The tale of the tape is clear. Customers are staying with us longer and spending more with us. Just take a look at our consistent low churn, increasing ARPUs, and improving returns. Why? Because we're providing more value to customers.

Churn for monthly paying phone subscribers fell 5 basis points from a year ago to 0.79%. 

Two people working on telecom equipment pole.

Image source: AT&T.

Taking care of business

AT&T continues to expand its 5G infrastructure. Its mid-band 5G spectrum now covers more than 190 million customers, and it's on track to reach at least 200 million by the end of the year.  

The company is cutting costs, making progress on its goal of cutting an additional $2 billion or more in costs over the next three years. It's also innovating, launching the AT&T Internet Air fixed wireless residential service, a plug-and-play device customers can set up at home to get wi-fi running in less than 15 minutes.

AT&T's fiber internet is also experiencing solid growth, adding 296,000 new subscribers. Fiber can now reach 20.7 million customers and 3.3 million business customer locations.

Is AT&T stock finally a buy?

AT&T isn't going to wow any investors with 1% revenue growth, but the company is clearly making progress. Its 5% growth in adjusted operating income, reflecting the effect of cost cuts and leverage in the mobility business, qualifies as a victory for the long-suffering stock.

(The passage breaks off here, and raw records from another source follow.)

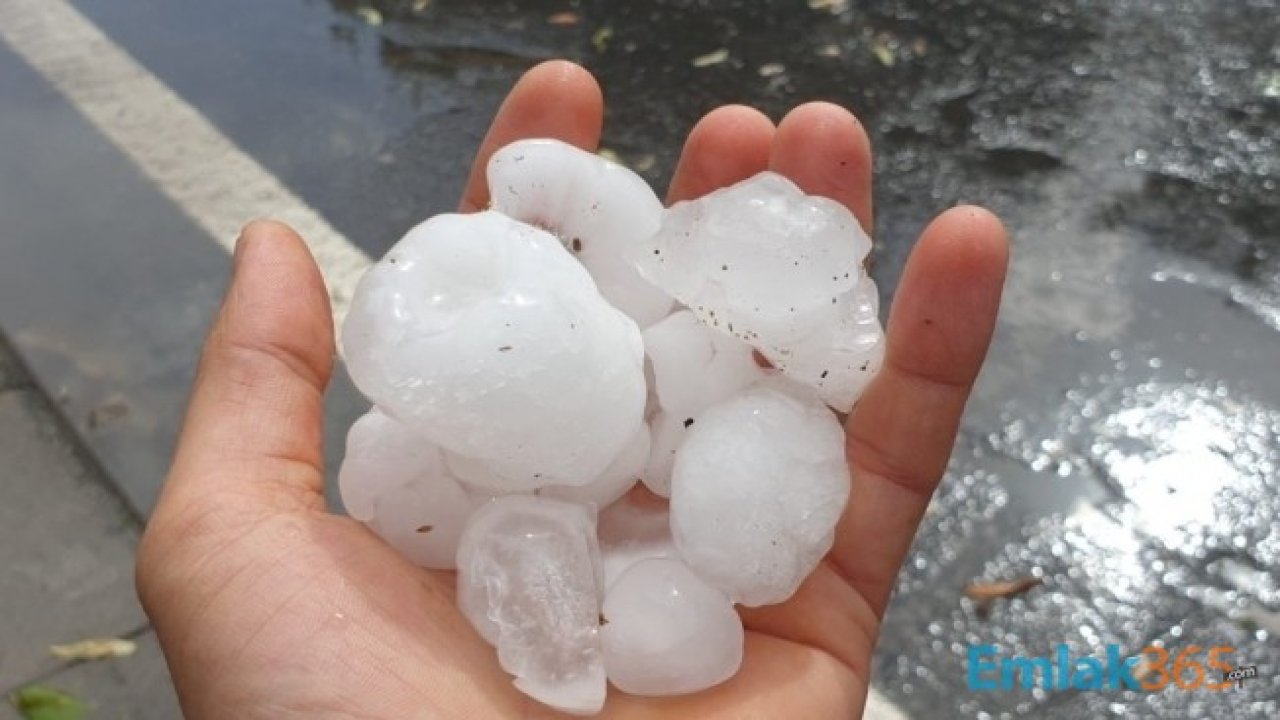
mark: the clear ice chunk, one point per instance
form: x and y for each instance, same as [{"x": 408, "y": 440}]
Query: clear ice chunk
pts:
[
  {"x": 757, "y": 490},
  {"x": 530, "y": 582},
  {"x": 666, "y": 632},
  {"x": 597, "y": 208},
  {"x": 781, "y": 270},
  {"x": 484, "y": 336}
]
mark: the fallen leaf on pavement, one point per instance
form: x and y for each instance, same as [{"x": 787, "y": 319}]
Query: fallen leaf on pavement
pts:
[
  {"x": 565, "y": 19},
  {"x": 95, "y": 648},
  {"x": 713, "y": 58},
  {"x": 1001, "y": 588},
  {"x": 37, "y": 702}
]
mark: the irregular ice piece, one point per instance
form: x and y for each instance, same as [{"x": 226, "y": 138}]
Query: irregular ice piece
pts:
[
  {"x": 635, "y": 528},
  {"x": 529, "y": 580},
  {"x": 487, "y": 337},
  {"x": 424, "y": 520},
  {"x": 668, "y": 433},
  {"x": 757, "y": 490},
  {"x": 382, "y": 455},
  {"x": 694, "y": 365},
  {"x": 667, "y": 632},
  {"x": 780, "y": 269},
  {"x": 617, "y": 479},
  {"x": 397, "y": 483},
  {"x": 597, "y": 208}
]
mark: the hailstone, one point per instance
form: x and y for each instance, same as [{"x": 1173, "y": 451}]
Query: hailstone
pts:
[
  {"x": 780, "y": 269},
  {"x": 487, "y": 337},
  {"x": 529, "y": 364},
  {"x": 758, "y": 487},
  {"x": 398, "y": 483},
  {"x": 667, "y": 632},
  {"x": 635, "y": 528},
  {"x": 530, "y": 583},
  {"x": 597, "y": 208}
]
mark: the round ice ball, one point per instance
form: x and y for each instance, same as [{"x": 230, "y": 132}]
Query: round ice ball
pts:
[
  {"x": 487, "y": 337},
  {"x": 666, "y": 632},
  {"x": 597, "y": 208},
  {"x": 757, "y": 490},
  {"x": 781, "y": 270}
]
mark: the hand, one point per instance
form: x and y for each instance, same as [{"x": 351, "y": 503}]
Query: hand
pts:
[{"x": 268, "y": 606}]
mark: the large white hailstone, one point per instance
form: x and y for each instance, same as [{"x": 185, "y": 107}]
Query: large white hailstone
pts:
[
  {"x": 668, "y": 433},
  {"x": 530, "y": 582},
  {"x": 780, "y": 269},
  {"x": 397, "y": 483},
  {"x": 487, "y": 337},
  {"x": 757, "y": 490},
  {"x": 632, "y": 529},
  {"x": 694, "y": 365},
  {"x": 597, "y": 208},
  {"x": 666, "y": 632},
  {"x": 617, "y": 478}
]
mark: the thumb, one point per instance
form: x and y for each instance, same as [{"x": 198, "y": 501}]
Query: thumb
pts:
[{"x": 254, "y": 425}]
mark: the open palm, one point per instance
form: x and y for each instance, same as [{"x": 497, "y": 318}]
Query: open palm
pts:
[{"x": 269, "y": 606}]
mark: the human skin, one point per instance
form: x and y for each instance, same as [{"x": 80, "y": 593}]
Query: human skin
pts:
[{"x": 268, "y": 606}]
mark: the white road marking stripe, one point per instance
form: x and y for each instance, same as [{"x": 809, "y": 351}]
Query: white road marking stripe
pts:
[{"x": 211, "y": 180}]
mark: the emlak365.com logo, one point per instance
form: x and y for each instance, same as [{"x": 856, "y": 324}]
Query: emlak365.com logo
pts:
[{"x": 1152, "y": 670}]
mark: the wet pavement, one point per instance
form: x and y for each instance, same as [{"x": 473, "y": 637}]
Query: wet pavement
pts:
[{"x": 1124, "y": 442}]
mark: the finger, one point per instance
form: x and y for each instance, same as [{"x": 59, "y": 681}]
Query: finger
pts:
[
  {"x": 901, "y": 433},
  {"x": 254, "y": 424},
  {"x": 728, "y": 145},
  {"x": 824, "y": 150},
  {"x": 556, "y": 99}
]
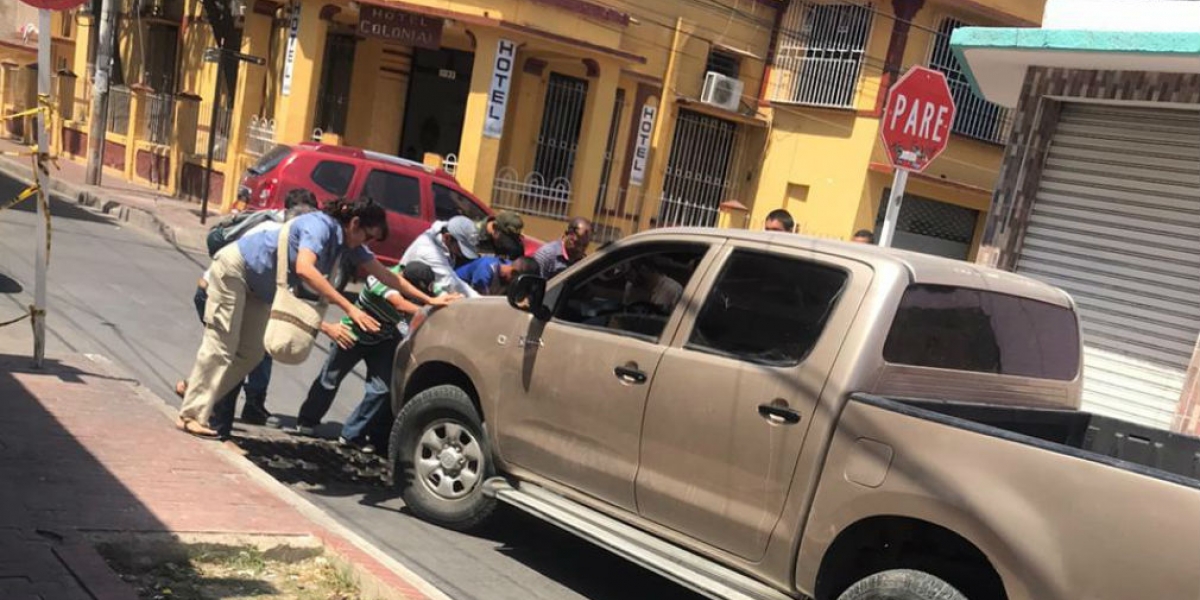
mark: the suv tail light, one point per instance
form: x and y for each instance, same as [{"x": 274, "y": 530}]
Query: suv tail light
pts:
[{"x": 265, "y": 193}]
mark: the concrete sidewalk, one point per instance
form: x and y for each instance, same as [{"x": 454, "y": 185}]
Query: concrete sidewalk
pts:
[
  {"x": 145, "y": 208},
  {"x": 84, "y": 450}
]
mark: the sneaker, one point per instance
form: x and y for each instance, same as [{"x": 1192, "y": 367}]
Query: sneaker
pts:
[{"x": 253, "y": 414}]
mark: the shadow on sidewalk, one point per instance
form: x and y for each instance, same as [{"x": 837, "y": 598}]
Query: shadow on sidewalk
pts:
[
  {"x": 55, "y": 489},
  {"x": 324, "y": 468}
]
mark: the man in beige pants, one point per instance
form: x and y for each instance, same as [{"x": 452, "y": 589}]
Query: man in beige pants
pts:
[{"x": 231, "y": 310}]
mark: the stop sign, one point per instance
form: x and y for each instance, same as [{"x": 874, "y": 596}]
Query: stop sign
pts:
[{"x": 917, "y": 121}]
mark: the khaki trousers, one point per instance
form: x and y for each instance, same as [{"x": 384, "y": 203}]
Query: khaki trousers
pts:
[{"x": 234, "y": 324}]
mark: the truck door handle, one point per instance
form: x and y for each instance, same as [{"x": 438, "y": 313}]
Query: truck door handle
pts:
[
  {"x": 779, "y": 413},
  {"x": 629, "y": 373}
]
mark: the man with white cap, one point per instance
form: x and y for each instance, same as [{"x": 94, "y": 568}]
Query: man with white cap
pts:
[{"x": 441, "y": 247}]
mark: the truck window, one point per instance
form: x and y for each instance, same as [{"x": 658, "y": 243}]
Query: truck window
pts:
[
  {"x": 767, "y": 309},
  {"x": 631, "y": 293},
  {"x": 395, "y": 192},
  {"x": 449, "y": 204},
  {"x": 965, "y": 329},
  {"x": 333, "y": 177}
]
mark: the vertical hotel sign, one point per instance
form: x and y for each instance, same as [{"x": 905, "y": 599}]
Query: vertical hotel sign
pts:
[
  {"x": 502, "y": 81},
  {"x": 642, "y": 147},
  {"x": 289, "y": 60}
]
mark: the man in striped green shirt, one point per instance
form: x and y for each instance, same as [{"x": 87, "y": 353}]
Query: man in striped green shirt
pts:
[{"x": 366, "y": 427}]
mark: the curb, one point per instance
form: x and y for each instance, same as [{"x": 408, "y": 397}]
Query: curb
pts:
[
  {"x": 405, "y": 582},
  {"x": 96, "y": 199}
]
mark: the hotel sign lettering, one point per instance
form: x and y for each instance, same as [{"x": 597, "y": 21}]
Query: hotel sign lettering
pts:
[{"x": 400, "y": 27}]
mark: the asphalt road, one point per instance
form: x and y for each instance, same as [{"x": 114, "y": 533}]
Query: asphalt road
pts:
[{"x": 127, "y": 295}]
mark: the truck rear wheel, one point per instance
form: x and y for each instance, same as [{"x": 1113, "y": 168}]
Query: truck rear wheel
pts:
[
  {"x": 441, "y": 457},
  {"x": 901, "y": 585}
]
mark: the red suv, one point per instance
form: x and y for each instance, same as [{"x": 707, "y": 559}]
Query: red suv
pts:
[{"x": 414, "y": 195}]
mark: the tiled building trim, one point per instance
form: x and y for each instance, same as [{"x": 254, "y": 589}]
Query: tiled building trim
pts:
[{"x": 1033, "y": 125}]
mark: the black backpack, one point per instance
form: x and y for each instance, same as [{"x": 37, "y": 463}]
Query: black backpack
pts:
[{"x": 232, "y": 228}]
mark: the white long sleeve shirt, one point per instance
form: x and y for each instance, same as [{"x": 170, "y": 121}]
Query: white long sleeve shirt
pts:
[{"x": 430, "y": 249}]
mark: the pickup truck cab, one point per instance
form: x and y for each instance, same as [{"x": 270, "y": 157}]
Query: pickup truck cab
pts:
[{"x": 766, "y": 415}]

Looking ahead to next year, management has said that it expects capital expenditures to come down from a peak in 2022 and 2023. That should give a lift to free cash flow, though AT&T expects less of a contribution from DirecTV and higher taxes next year. The company is also on track to reach its target of 2.5 times net debt to adjusted EBITDA by the first half of 2025.

Following Thursday's results, AT&T now trades at a price-to-earnings ratio of just 6.1 and offers a 7.7% dividend yield.

With churn improving and postpaid subscriber growth remaining solid, the worst is probably in the past for AT&T's stock. However, the company will have to deliver meaningful growth for the stock to deliver a substantial breakout from here. Income investors can buy the stock for the 7% yield, and get the added bonus of a potential rebound in the stock price.